Biography Of Peter Cook
Of course he had many rivals. Judy’s best friend Gaye Brown, a large, jolly, boisterous fellow member of the chorus-line in the revue The Lord Chamberlain Regrets, introduced her to Sean Kenny, the extremely fashionable designer of Beyond the Fringe. Kenny, a guilt-ridden, hard-drinking, monosyllabic Irish Catholic, proved to be an even e irresistibly sexy figure. ‘I knew that what this man, responsible for these designs, was about was the same thing I was about. And I knew that he could be my teacher,’ she said.48 Besides, Peter was engaged to be married to Wendy. Judy took up with Kenny and eventually married him. Peter remained good friends with her, and put his courtship on the back burner until a later date.

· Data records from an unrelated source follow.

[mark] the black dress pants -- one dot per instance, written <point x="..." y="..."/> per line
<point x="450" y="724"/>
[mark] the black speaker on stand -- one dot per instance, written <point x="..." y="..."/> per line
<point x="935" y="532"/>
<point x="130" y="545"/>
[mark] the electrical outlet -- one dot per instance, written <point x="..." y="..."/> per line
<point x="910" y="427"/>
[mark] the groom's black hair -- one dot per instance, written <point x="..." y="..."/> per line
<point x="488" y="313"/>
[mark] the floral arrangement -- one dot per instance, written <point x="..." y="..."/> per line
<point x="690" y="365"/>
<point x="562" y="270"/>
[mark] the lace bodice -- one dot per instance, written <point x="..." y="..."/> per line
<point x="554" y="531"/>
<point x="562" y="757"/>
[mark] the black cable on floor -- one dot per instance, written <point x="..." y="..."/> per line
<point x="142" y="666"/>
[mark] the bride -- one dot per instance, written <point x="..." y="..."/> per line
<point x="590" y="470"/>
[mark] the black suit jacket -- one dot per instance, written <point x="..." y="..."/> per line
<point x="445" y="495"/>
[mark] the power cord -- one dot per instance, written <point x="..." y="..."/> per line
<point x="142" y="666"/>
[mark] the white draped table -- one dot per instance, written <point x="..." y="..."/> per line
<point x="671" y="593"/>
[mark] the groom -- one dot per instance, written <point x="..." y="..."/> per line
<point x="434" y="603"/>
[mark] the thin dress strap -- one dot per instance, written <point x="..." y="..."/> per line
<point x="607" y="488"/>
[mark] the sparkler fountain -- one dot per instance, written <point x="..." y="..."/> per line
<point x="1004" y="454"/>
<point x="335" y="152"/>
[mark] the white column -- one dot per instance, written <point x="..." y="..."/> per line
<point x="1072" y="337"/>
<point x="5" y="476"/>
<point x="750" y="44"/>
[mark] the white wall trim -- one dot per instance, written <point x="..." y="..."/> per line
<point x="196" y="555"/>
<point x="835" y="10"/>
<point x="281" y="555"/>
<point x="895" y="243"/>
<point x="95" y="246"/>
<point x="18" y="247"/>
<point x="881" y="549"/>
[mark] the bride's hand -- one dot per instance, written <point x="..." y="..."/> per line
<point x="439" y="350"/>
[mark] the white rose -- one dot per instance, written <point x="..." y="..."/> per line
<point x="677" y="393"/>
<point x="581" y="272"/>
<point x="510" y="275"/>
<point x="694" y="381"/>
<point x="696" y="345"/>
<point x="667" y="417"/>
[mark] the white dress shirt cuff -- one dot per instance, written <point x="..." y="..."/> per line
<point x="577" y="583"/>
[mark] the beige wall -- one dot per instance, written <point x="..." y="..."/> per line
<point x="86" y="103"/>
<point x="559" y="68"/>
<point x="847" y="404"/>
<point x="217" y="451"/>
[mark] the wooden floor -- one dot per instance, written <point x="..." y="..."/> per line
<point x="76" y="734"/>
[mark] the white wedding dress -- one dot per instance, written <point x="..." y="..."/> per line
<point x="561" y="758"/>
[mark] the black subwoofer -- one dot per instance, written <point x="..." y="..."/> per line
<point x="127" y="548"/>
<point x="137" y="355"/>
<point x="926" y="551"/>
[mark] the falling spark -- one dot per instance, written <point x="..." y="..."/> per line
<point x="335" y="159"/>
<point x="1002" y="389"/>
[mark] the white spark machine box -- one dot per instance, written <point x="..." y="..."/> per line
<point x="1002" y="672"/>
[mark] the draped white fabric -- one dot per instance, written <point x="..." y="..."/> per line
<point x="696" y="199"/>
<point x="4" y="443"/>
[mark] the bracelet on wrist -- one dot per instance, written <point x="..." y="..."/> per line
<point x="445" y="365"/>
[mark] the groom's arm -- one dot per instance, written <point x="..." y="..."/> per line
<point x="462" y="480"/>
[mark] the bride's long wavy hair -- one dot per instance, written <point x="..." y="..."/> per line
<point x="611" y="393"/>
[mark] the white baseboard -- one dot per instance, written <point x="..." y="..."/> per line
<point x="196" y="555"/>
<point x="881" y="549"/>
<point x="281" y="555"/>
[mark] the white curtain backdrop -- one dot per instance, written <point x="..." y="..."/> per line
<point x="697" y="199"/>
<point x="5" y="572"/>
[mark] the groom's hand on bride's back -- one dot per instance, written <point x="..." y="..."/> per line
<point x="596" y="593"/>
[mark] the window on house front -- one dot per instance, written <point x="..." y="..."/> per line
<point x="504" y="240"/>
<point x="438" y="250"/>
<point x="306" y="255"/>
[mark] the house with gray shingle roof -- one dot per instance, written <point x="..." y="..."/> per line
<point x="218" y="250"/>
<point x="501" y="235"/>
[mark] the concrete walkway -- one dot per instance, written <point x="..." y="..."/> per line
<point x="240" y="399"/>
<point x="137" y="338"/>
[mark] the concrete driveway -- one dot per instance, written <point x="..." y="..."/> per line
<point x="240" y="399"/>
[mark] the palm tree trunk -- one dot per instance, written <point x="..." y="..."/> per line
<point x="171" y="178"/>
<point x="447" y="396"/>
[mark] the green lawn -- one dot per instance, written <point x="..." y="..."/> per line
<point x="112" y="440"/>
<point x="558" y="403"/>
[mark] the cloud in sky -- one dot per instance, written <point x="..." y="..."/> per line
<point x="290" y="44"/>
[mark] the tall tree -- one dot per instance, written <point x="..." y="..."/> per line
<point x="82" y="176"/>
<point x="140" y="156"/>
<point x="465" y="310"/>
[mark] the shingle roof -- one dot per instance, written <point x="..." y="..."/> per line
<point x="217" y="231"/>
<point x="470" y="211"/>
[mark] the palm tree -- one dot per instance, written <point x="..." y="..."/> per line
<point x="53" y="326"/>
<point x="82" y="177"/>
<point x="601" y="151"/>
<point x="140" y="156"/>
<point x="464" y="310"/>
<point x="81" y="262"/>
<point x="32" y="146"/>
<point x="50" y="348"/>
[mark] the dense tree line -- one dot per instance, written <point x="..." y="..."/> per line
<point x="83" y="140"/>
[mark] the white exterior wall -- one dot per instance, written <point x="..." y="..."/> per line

After a year in the West End, the cast of Beyond the Fringe were beginning to get on each other’s nerves slightly, which was hardly surprising bearing in mind the artificial circumstances in which they had been thrown together. Most of the obvious sources of tension had been avoided – Oxford v. Cambridge, north v. south, middle class v. working class, tall v. short – but their four characters were so distinct as to cause complex individual frictions. Miller was getting bored with saying the same lines every night, and was tending to rush through his material: this annoyed Moore’s thorough sense of professionalism. Moore came in for a degree of intellectual snobbery, the effect of which was emphasised by his inferiority complex. Peter and Jonathan Miller tended to seize control of interviews, leading the press to assume that they were responsible for the bulk of writing; this irritated the underrated Bennett. ‘There was just a great deal of stand-off and subdued friction,’ says Miller.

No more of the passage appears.